These mid-August days, some 2,500 years ago, witnessed a violent turn-about in power -- regicide followed by a week of king-less days. Imagine for a moment the uncertainty, the chaos. Imagine the mother of the assassinated king. Still alive, for the time being -- a foreigner in a court conflicted about its cosmopolitan nature, a court leaning toward xenophobia. She fled.
The overturn of thrones was itself not unusual. But the ripples it sent would wash up against shores for thousands of years to come and as far away as our own.
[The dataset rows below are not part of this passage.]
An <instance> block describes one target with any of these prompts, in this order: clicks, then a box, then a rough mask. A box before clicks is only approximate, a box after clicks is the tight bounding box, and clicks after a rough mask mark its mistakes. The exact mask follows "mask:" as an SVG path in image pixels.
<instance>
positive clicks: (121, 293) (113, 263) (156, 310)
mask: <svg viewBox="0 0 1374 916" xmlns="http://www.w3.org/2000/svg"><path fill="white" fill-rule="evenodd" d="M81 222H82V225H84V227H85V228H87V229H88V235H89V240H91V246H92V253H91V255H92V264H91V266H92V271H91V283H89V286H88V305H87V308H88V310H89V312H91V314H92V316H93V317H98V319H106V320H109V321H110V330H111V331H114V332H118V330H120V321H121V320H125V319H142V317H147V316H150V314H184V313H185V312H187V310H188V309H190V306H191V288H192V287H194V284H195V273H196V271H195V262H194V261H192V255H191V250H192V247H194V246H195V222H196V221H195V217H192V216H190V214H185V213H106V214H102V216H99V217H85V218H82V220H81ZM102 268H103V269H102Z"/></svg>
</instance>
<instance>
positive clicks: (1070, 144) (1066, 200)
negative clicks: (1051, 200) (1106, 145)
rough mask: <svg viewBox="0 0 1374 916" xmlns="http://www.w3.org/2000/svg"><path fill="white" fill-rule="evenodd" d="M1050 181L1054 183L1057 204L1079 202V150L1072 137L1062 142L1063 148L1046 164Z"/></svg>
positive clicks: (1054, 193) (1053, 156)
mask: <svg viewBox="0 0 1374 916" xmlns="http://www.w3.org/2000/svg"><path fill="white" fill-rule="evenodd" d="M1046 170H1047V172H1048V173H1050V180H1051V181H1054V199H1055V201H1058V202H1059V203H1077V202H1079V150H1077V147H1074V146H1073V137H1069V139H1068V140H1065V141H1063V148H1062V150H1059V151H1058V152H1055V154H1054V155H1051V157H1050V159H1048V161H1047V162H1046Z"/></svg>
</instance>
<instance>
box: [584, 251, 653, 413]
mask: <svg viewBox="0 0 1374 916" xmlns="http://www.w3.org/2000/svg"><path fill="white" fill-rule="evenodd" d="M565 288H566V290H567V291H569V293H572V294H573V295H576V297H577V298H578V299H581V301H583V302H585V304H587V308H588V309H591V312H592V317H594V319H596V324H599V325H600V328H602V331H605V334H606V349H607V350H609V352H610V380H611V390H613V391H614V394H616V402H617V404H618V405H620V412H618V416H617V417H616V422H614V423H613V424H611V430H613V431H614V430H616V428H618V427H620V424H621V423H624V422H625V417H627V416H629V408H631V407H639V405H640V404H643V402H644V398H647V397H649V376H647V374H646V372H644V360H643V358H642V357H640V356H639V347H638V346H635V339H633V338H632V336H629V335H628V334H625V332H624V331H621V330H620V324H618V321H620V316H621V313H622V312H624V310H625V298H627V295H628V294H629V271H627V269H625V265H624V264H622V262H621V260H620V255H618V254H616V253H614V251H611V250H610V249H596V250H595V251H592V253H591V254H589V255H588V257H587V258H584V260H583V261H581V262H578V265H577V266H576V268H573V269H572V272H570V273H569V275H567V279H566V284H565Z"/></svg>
After all, this was Babylon, ancient Iraq, when the texts that would become the Bible were beginning to take shape with the thoughtful care and no doubt spirited debate of exiles far from home, committed to tradition, and dedicated to their God.
The assassinated Babylonian is still remembered, indeed celebrated, as the one who had released the Jewish king from the Babylonian prison, "spoke kindly to him," and finally granted that decades-incarcerated foreign monarch honor and respect (1 Kings 25:27-30). In some Bibles, the Babylonian king has the unfortunate name of Evil-Merodach, a form of Amel-Marduk, also not an easy name for us to manage today.
His mother was Amytis, once a princess of Media. In other words, she came from a world away, from the moutainous region that is now northern Iran. When she moved to Babylon to marry Nebuchadnezzar, she missed that lush mountain home so badly, the legends tell, that Nebuchadnezzar sought to replicate it in dry, flat Babylon -- voila, the hanging gardens.
It may have been on August 7, 560 BC that an ambitious and high-ranking Babylonian whose family was as Babylonian as they come, for generations among its most elite, a Babylonian who had married the daughter of Nebuchadnezzar, mustered others concerned about the foreign element in Babylonia's halls of power and killed the young half-breed king, Amel-Marduk. Amytis fled, returning to mountainous Media, her desire fulfilled in the most heart-breaking way. The new king, Neriglissar, was installed on August 13.
What exactly happened to the Jews in Babylon in the years of Amytis' absence is hard to tell. But her return to Babylon spelled their liberation in one of the most important moments in human history. For Amytis became Cyrus' second wife -- Cyrus the Great, founder of the Persian empire, her nephew, the one who conquered Babylon in 587 BC. It was he who allowed the Jews to return to Judah and there to rebuild their temple and reinstate traditions of worship. And it is Cyrus who gets the final word in the Hebrew Bible (2 Chronicles 26:23). Without him, we may never have had a Bible.
Or should I say, without her? After all, when Cyrus conquered Media, he had to marry the deposed king's daughter, Amytis, who also happened to be Cyrus' aunt... and knew Babylon inside and out. The widow of Nebuchadnezzar and mother of a Babylonian king, Amytis surely interacted with the Jews of Babylon as well as with other peoples, exiled from other lands. If all this is so, might not she have played a role in informing Cyrus about that land? Cyrus was an intelligent, creative, extraordinary leader. Wouldn't he have taken advantage of Amytis' knowledge of Babylon and its peoples? Might Amytis have advised him about how best to manage them?
There are huge gaps in our knowledge about Cyrus and about that ancient world, especially its women. Historians closest to the events disagree (including details that I've included above). As a scholar of the ancient Near East, I despaired of ever being able to manage a responsible nonfiction treatment of the time and its characters... that didn't end up being simply a catalogue of qualifications. After years of research and reams of notes, I finally had to accept what specialists far more knowledgeable than I had been saying all along: there's not enough, and what's there cannot always be depended upon.
Enter historical fiction. For there is also so much -- so much information, and from so many resources. It's certainty that's lacking. Out of the mass of sometimes competing claims, the archeological record, ancient inscriptions and more, thousands of details form an intriguing network of possibilities. Among the possibilities that exist are tantalizing implications (and more than enough soap-opera drama). One of the most nagging of the questions that it has raised for me is this: do we owe the Bible's survival to a Persian woman who had been, for a time, the queen of Babylon?